Please keep posting and let us know how things are going. 🤗😊
Hey! It sounds as if the problem is a bit wider than running specific (that's okay, it's affecting your running so good to share here)
"Does anybody else get this?" sort of posts are *really* useful!
There do seem to be some people who don't 'enjoy' running at the time but enjoy the benefits of it and how they feel when they've finished. There might be another way to look it it - yes it is lovely to enjoy running but that can't be forced and sometimes focussing on the 'how you'll feel afterwards' is what is needed.
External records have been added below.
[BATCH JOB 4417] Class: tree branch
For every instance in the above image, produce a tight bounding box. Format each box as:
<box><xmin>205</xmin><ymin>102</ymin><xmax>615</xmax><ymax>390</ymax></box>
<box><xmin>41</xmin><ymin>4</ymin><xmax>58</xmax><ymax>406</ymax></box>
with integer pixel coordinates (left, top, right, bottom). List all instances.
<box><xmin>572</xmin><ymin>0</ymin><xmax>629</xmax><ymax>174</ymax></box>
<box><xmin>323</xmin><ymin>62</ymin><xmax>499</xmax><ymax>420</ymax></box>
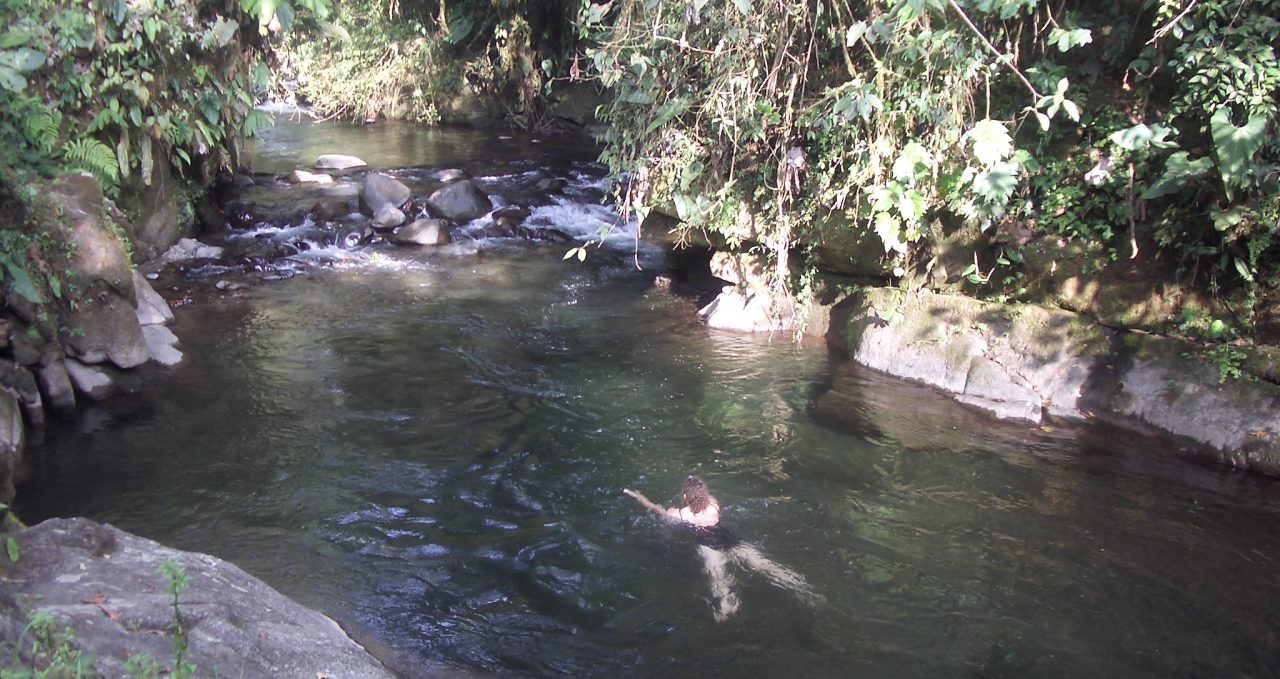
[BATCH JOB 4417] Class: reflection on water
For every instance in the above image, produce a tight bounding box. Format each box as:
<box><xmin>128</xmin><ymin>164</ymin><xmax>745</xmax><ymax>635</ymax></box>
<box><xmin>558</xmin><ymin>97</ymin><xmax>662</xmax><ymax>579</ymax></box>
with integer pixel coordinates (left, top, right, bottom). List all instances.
<box><xmin>22</xmin><ymin>245</ymin><xmax>1280</xmax><ymax>676</ymax></box>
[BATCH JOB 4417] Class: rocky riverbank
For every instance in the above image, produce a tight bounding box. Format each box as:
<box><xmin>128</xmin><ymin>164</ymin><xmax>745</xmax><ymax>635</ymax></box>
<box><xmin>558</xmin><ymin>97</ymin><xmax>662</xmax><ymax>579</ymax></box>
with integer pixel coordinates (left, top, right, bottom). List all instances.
<box><xmin>0</xmin><ymin>519</ymin><xmax>396</xmax><ymax>679</ymax></box>
<box><xmin>701</xmin><ymin>252</ymin><xmax>1280</xmax><ymax>477</ymax></box>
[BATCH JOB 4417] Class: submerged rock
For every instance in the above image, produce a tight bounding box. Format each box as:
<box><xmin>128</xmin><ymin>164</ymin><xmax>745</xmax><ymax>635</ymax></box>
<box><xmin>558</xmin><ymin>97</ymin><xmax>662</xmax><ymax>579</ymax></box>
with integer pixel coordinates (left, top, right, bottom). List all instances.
<box><xmin>426</xmin><ymin>179</ymin><xmax>493</xmax><ymax>224</ymax></box>
<box><xmin>387</xmin><ymin>219</ymin><xmax>449</xmax><ymax>245</ymax></box>
<box><xmin>374</xmin><ymin>205</ymin><xmax>407</xmax><ymax>231</ymax></box>
<box><xmin>67</xmin><ymin>359</ymin><xmax>115</xmax><ymax>401</ymax></box>
<box><xmin>698</xmin><ymin>286</ymin><xmax>795</xmax><ymax>332</ymax></box>
<box><xmin>160</xmin><ymin>238</ymin><xmax>223</xmax><ymax>264</ymax></box>
<box><xmin>360</xmin><ymin>173</ymin><xmax>412</xmax><ymax>214</ymax></box>
<box><xmin>316</xmin><ymin>154</ymin><xmax>369</xmax><ymax>170</ymax></box>
<box><xmin>142</xmin><ymin>325</ymin><xmax>182</xmax><ymax>365</ymax></box>
<box><xmin>0</xmin><ymin>519</ymin><xmax>394</xmax><ymax>679</ymax></box>
<box><xmin>133</xmin><ymin>272</ymin><xmax>173</xmax><ymax>325</ymax></box>
<box><xmin>426</xmin><ymin>168</ymin><xmax>471</xmax><ymax>183</ymax></box>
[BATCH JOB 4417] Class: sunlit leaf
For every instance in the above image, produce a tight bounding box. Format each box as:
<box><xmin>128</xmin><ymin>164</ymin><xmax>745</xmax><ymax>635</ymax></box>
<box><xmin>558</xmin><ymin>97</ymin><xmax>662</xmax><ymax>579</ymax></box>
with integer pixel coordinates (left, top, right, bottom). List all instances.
<box><xmin>1231</xmin><ymin>258</ymin><xmax>1253</xmax><ymax>283</ymax></box>
<box><xmin>1210</xmin><ymin>205</ymin><xmax>1249</xmax><ymax>231</ymax></box>
<box><xmin>1107</xmin><ymin>123</ymin><xmax>1178</xmax><ymax>151</ymax></box>
<box><xmin>973</xmin><ymin>163</ymin><xmax>1018</xmax><ymax>205</ymax></box>
<box><xmin>1142</xmin><ymin>151</ymin><xmax>1213</xmax><ymax>200</ymax></box>
<box><xmin>212</xmin><ymin>17</ymin><xmax>239</xmax><ymax>47</ymax></box>
<box><xmin>965</xmin><ymin>118</ymin><xmax>1014</xmax><ymax>168</ymax></box>
<box><xmin>845</xmin><ymin>22</ymin><xmax>867</xmax><ymax>47</ymax></box>
<box><xmin>0</xmin><ymin>47</ymin><xmax>45</xmax><ymax>72</ymax></box>
<box><xmin>1210</xmin><ymin>106</ymin><xmax>1267</xmax><ymax>199</ymax></box>
<box><xmin>892</xmin><ymin>141</ymin><xmax>933</xmax><ymax>183</ymax></box>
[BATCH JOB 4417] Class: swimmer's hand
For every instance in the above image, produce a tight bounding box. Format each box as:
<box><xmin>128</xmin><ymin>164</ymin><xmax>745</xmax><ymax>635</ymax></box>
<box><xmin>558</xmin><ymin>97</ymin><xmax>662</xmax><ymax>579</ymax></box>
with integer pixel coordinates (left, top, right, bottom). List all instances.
<box><xmin>622</xmin><ymin>488</ymin><xmax>667</xmax><ymax>514</ymax></box>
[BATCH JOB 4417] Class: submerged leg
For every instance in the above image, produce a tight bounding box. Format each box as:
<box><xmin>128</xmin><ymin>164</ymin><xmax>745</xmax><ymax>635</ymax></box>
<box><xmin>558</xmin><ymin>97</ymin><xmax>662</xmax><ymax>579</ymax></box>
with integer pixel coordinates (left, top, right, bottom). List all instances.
<box><xmin>728</xmin><ymin>542</ymin><xmax>826</xmax><ymax>606</ymax></box>
<box><xmin>698</xmin><ymin>544</ymin><xmax>741</xmax><ymax>623</ymax></box>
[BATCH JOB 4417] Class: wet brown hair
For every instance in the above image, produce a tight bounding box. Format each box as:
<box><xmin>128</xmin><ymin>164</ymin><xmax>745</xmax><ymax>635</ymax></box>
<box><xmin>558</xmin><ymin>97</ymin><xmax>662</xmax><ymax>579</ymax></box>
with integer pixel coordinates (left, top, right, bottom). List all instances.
<box><xmin>680</xmin><ymin>474</ymin><xmax>712</xmax><ymax>514</ymax></box>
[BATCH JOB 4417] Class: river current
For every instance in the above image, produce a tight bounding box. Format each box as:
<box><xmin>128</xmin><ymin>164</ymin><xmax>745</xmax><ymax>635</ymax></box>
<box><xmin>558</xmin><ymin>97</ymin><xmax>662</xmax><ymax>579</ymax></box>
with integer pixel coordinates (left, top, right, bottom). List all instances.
<box><xmin>19</xmin><ymin>122</ymin><xmax>1280</xmax><ymax>678</ymax></box>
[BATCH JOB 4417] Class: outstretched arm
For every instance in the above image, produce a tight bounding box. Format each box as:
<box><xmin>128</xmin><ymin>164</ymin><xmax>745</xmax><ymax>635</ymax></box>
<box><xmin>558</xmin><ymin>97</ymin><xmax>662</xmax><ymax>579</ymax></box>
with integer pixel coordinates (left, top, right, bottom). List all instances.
<box><xmin>622</xmin><ymin>488</ymin><xmax>671</xmax><ymax>516</ymax></box>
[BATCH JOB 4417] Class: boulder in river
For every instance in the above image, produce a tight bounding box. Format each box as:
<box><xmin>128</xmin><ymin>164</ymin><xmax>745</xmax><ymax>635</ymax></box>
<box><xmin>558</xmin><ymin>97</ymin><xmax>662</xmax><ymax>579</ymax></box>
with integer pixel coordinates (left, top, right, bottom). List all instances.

There are lots of things we do, and don't want not to do, that perhaps aren't especially enjoyable every time (or that much at all)... they are just part of our lives and I think that's how regular running often works.
Lots of us aren't that keen on running with others (I am definitely one, but like you, I am a bit 'Parkrun curious' all the same) Being able to run by yourself rather than always needing someone to go with you is a real blessing.
But it sounds to me as though your difficulty is precisely that you are not running alone, you are running with a voice in your head or on your shoulder wittering away unhelpfully and getting between you and enjoyment. So... the question is how to get that voice drowned out or sent on its way? Seriously you could just say "Go away" Do you run with music? Could you try a spoken word audio accompaniment if you are using the app format - if you are engaged with a story or a conversation there might be less room for all these unhelpful thoughts?
Hi, I posted a very similar message a couple of weeks ago and got absolutely brilliant responses which have really helped me. The main gist was: don’t tell yourself this is going to be horrible (my little voice always did this) and GO SLOW! I thought I was already going at a snail’s pace but found I could actually go down another gear and guess what? For the first time I started to enjoy it, I wasn’t out of breath or thinking about the end of the run.
The most difficult bit for me is to stop worrying about what others might think as I trundle along slowly. I am gradually persuading myself they don’t matter and the main thing is that I am out there getting fitter. It’s not easy, that little voice is quite loud when it gets going! But it is worth it.
Not bad! I went yesterday and felt bit breathless but happily got to the end of my 30 mins (am on week 9) and then found I had actually gone faster than before without realising it, hence the puffed-out feeling!! I still have to consciously tell myself "I can do this and it won't be horrible", am hoping that over time I won't have to do this and I will get proper enjoyment! How about you?
🍏🙌 Wow closing in on graduation now! I do hope you have a run that you really enjoy soon. I had a lovely sunshiny run today. Made up for all the cold rainy days!! I still mostly run slowly because that’s the way I enjoy it!I love being out in the fresh air! One of these days you will be the same!
I started running during lockdown so all my runs for the first year or so were solo efforts.
I totally agree with the feeling of not wanting to do it before, the feeling of "What on earth am I doing this for? I'm not worthy." during the run itself and the sense of relief and achievement that follows the run.
If you're putting pressure on yourself to achieve certain goals or match past achievements, don't. That'll sap all the fun out of it.
One of the hardest things to learn is to take the pressure off yourself, go as slow as you need to, and take things easy during a run.
At this time of the year there are new smells, new sounds and new sights as nature comes to life again after sleeping through winter. If you're not noticing these things when out on a run you're missing out on a lot.